Maximum Likelihood Estimation with Convex Optimization

motivation

parametric distribution estimation: suppose you have a family of densities \(p_{x}\qty(y)\), with parameter \(x\)
we take \(p_{x}\qty(y) = 0\) for invalid values of \(x\)

maximum likelihood estimation: choose \(x\) to maximize \(p_{x}\qty(y)\) given some dataset \(y\).

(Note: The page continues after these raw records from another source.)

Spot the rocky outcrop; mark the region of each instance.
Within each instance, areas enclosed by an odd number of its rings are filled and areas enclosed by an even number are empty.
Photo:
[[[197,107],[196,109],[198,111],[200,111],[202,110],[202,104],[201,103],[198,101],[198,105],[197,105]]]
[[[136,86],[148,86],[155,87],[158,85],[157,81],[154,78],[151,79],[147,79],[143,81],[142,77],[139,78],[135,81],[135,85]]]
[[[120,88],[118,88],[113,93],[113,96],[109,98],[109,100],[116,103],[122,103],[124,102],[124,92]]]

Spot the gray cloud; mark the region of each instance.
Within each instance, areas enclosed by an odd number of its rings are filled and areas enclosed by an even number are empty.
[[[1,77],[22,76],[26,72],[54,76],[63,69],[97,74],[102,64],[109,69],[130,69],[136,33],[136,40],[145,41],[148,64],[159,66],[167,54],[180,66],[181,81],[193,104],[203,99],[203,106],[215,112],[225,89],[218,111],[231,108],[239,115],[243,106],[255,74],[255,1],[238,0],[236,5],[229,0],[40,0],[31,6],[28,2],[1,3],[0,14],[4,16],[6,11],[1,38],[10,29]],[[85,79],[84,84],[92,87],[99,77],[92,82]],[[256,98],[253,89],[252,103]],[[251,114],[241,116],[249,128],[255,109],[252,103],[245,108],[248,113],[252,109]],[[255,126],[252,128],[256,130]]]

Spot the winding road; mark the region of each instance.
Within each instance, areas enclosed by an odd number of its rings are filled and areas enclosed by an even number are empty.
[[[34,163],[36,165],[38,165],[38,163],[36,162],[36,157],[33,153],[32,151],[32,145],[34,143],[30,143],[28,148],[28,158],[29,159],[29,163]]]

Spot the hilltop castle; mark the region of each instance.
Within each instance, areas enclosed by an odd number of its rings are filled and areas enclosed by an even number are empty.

Suppose you have some kind of linear noise model:

\begin{equation} y_{i} = a_{i}^{T}x + v_{i} \end{equation}

where \(v_{i}\) is IID noise, and \(a^{T}_{i}\) is the model. We can write \(y\) probabilistically as:

\begin{equation} p_{x}\qty(y) = \prod_{i=1}^{m} p\qty(y_{i} - a_{i}^{T}x) \end{equation}

for some model \(p\) of noise \(v\). Thus the noise-aware parameter estimation is:

\begin{align} \min_{x}\quad & \sum_{i=1}^{m} \log p\qty(y_{i} - a_{i}^{T}x) \end{align}

with observed \(y\) and model \(a\).

Random variables \(y \in \qty {0,1}\) with distribution:

\begin{equation} p = \frac{\exp \qty(a^{T}u + b)}{1 + \exp \qty(a^{T}u + b)} \end{equation}

The maximization of this is also a concave problem.